Targets but along with Industrial Policy

What the Indian experience does reveal is the importance of using national level targets as useful symbols for stakeholder mobilization. Ideally, along with national level targets, states and cities should also set energy transition targets, spawning requisite sub-national regulations and policies for renewable energy uptake. Renewable Purchase Obligations in Indian states and Renewable Portfolio Standards in many US states are already driving target-based annual renewable energy increments. Examples of sub-national decarbonization targets have begun to emerge in places like California, Washington DC and New York; a national target would enable their proliferation. This is an important and timely lesson for public administration research: the extent to which stakeholder mobilization behind any policy is facilitated by a clear overarching narrative with quantifiable targets.

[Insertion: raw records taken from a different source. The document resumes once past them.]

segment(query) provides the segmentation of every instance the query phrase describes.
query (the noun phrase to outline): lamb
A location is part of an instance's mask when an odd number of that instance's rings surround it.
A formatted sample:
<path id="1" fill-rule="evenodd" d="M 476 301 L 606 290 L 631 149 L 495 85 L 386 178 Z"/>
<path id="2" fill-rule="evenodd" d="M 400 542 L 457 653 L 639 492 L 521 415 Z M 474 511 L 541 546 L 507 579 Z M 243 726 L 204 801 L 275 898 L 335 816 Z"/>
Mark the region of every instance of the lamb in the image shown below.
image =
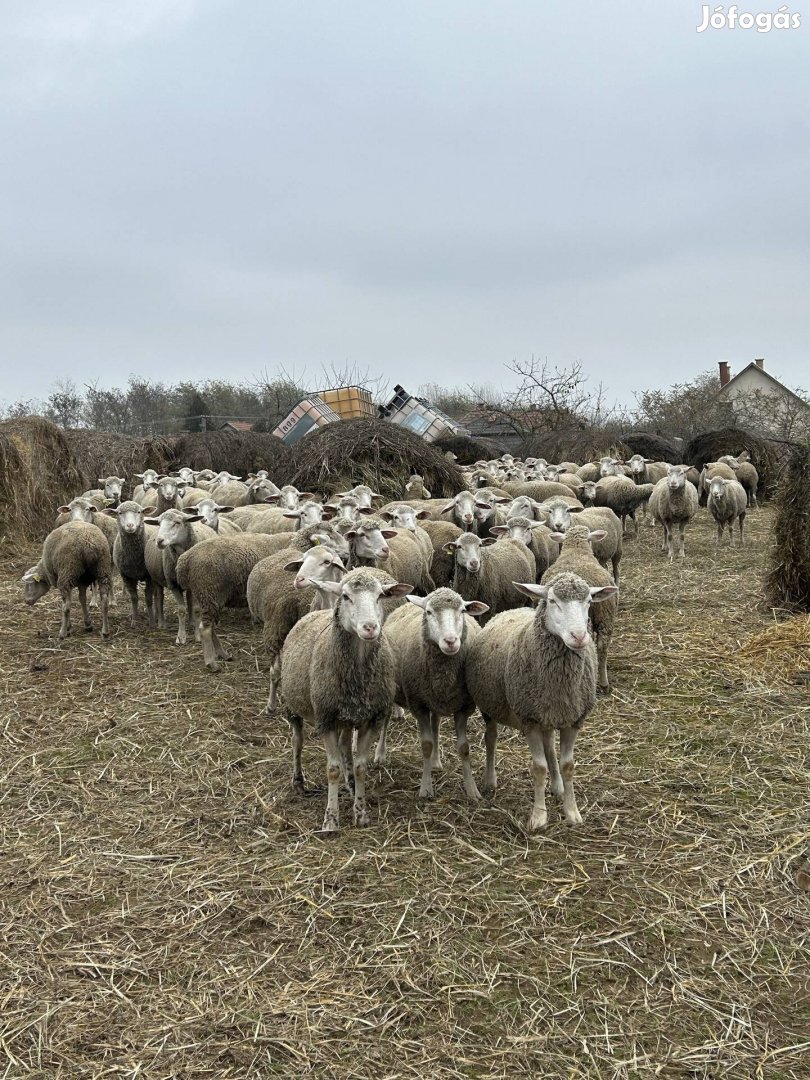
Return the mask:
<path id="1" fill-rule="evenodd" d="M 311 610 L 332 607 L 329 593 L 315 592 L 313 608 L 311 581 L 340 581 L 346 566 L 323 544 L 307 551 L 285 548 L 268 555 L 251 570 L 247 607 L 254 622 L 264 624 L 262 640 L 270 661 L 268 711 L 275 708 L 281 679 L 281 650 L 289 631 Z"/>
<path id="2" fill-rule="evenodd" d="M 406 529 L 391 529 L 381 517 L 364 517 L 349 523 L 343 531 L 351 553 L 349 565 L 378 566 L 399 581 L 413 581 L 428 594 L 435 589 L 430 573 L 431 559 L 420 542 Z"/>
<path id="3" fill-rule="evenodd" d="M 281 678 L 293 729 L 293 784 L 303 786 L 303 721 L 314 724 L 326 752 L 328 795 L 323 831 L 339 828 L 341 770 L 354 775 L 354 824 L 369 823 L 366 807 L 368 751 L 377 727 L 394 703 L 395 662 L 382 633 L 384 596 L 410 592 L 406 582 L 386 585 L 367 569 L 350 570 L 340 582 L 315 588 L 338 596 L 334 611 L 312 611 L 289 632 Z M 356 731 L 353 769 L 352 735 Z"/>
<path id="4" fill-rule="evenodd" d="M 596 484 L 594 502 L 597 507 L 609 507 L 621 518 L 622 532 L 626 531 L 630 517 L 637 536 L 636 510 L 649 500 L 652 490 L 652 484 L 635 484 L 629 476 L 605 476 Z"/>
<path id="5" fill-rule="evenodd" d="M 130 595 L 132 613 L 130 625 L 134 629 L 138 621 L 138 582 L 145 583 L 145 606 L 147 621 L 154 626 L 154 584 L 146 566 L 146 524 L 145 508 L 139 502 L 131 500 L 121 502 L 113 510 L 108 508 L 105 515 L 114 519 L 116 539 L 112 545 L 112 563 Z"/>
<path id="6" fill-rule="evenodd" d="M 622 525 L 609 507 L 589 507 L 586 510 L 567 507 L 561 500 L 551 499 L 543 503 L 546 511 L 546 525 L 552 532 L 567 532 L 571 525 L 586 525 L 592 531 L 606 534 L 604 539 L 594 540 L 593 553 L 596 559 L 607 569 L 612 566 L 613 581 L 619 584 L 622 561 Z M 571 517 L 571 515 L 576 515 Z"/>
<path id="7" fill-rule="evenodd" d="M 719 462 L 729 465 L 739 481 L 745 489 L 745 497 L 747 499 L 747 504 L 757 509 L 757 487 L 759 486 L 759 473 L 756 471 L 754 465 L 751 463 L 751 455 L 747 450 L 743 450 L 738 457 L 733 457 L 730 454 L 724 454 L 721 458 L 717 459 Z"/>
<path id="8" fill-rule="evenodd" d="M 535 556 L 521 540 L 495 537 L 482 540 L 474 532 L 464 532 L 447 544 L 456 558 L 453 589 L 465 600 L 482 600 L 489 607 L 486 622 L 501 611 L 528 603 L 515 594 L 513 581 L 534 581 L 537 576 Z"/>
<path id="9" fill-rule="evenodd" d="M 734 518 L 740 522 L 740 546 L 743 544 L 743 523 L 748 507 L 745 488 L 735 480 L 724 480 L 715 476 L 708 483 L 708 512 L 717 522 L 717 543 L 723 539 L 723 532 L 728 526 L 728 542 L 734 545 Z"/>
<path id="10" fill-rule="evenodd" d="M 669 549 L 671 562 L 674 556 L 675 527 L 677 526 L 680 537 L 679 555 L 683 558 L 684 534 L 698 513 L 698 491 L 694 485 L 687 482 L 688 471 L 689 465 L 667 465 L 666 476 L 656 484 L 649 503 L 650 513 L 663 526 L 661 550 Z"/>
<path id="11" fill-rule="evenodd" d="M 467 721 L 475 710 L 464 679 L 471 644 L 481 633 L 472 616 L 488 608 L 481 600 L 464 600 L 451 589 L 436 589 L 429 596 L 408 596 L 389 618 L 386 635 L 394 652 L 396 703 L 408 708 L 419 725 L 422 782 L 419 797 L 433 797 L 432 767 L 438 750 L 438 721 L 453 716 L 456 750 L 470 799 L 481 795 L 470 766 Z"/>
<path id="12" fill-rule="evenodd" d="M 510 515 L 505 525 L 495 525 L 489 530 L 494 537 L 511 537 L 525 543 L 535 556 L 536 580 L 539 581 L 543 573 L 557 557 L 557 545 L 551 539 L 551 532 L 542 522 L 532 521 L 530 517 Z"/>
<path id="13" fill-rule="evenodd" d="M 591 548 L 594 541 L 605 539 L 604 529 L 590 529 L 586 525 L 570 525 L 567 532 L 552 532 L 552 537 L 563 546 L 554 566 L 543 575 L 542 584 L 549 584 L 555 575 L 568 570 L 582 578 L 594 589 L 606 589 L 608 585 L 615 585 L 610 571 L 599 564 Z M 608 603 L 600 604 L 592 613 L 593 635 L 596 638 L 597 681 L 602 693 L 610 692 L 607 654 L 619 608 L 617 592 L 618 589 L 615 588 L 613 592 L 606 593 L 603 599 L 607 599 Z M 609 599 L 610 596 L 615 598 Z"/>
<path id="14" fill-rule="evenodd" d="M 220 671 L 219 661 L 231 659 L 217 636 L 219 617 L 227 607 L 247 606 L 251 570 L 271 554 L 272 540 L 262 532 L 242 532 L 197 543 L 177 558 L 177 589 L 189 597 L 189 612 L 193 605 L 208 671 Z"/>
<path id="15" fill-rule="evenodd" d="M 167 586 L 177 603 L 175 645 L 185 645 L 186 624 L 188 619 L 193 617 L 193 610 L 191 596 L 188 593 L 184 595 L 184 590 L 177 581 L 177 561 L 189 548 L 214 538 L 215 534 L 207 525 L 199 524 L 202 521 L 200 515 L 189 510 L 165 510 L 160 516 L 145 517 L 144 521 L 147 525 L 158 526 L 154 545 L 161 555 L 160 569 L 156 566 L 151 538 L 147 539 L 146 545 L 146 565 L 154 584 L 158 625 L 163 623 L 163 592 Z"/>
<path id="16" fill-rule="evenodd" d="M 584 530 L 583 530 L 584 531 Z M 613 597 L 616 585 L 592 586 L 570 571 L 515 588 L 539 603 L 534 611 L 507 611 L 475 638 L 467 661 L 467 686 L 486 725 L 485 788 L 495 791 L 498 725 L 523 731 L 531 754 L 534 802 L 529 833 L 544 829 L 545 780 L 563 801 L 569 825 L 582 818 L 573 791 L 573 744 L 596 702 L 596 650 L 588 632 L 592 605 Z M 554 731 L 559 731 L 559 765 Z"/>
<path id="17" fill-rule="evenodd" d="M 51 589 L 62 596 L 59 638 L 70 634 L 70 594 L 79 590 L 84 629 L 93 624 L 87 612 L 87 589 L 97 585 L 102 610 L 102 637 L 110 634 L 108 606 L 112 589 L 112 562 L 107 539 L 96 525 L 68 522 L 45 537 L 42 555 L 36 566 L 23 575 L 25 602 L 32 606 Z"/>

But targets alone will not do the job in the long run; concrete benefits must flow that create constituencies for sustained policy success in the future. This is where Indian’s energy transition risks running into trouble: lack of linkages with the domestic manufacturing sector. It would have benefited from a more foresighted, employment-centric approach to renewable energy expansion. For GND to succeed, it must outline a plan for how the energy transition will create domestic jobs and how it will help fossil fuel dependent sectors make a just transition to a low carbon economy. Such a framing of targets backed by clear gains for stakeholders who drive the energy transition is key to a GND that can generate political traction and feed off its own success to enable sustained action.

Siddharth Sareen is a researcher at the Department of Geography and the Centre for Climate and Energy Transformation, University of Bergen, Norway.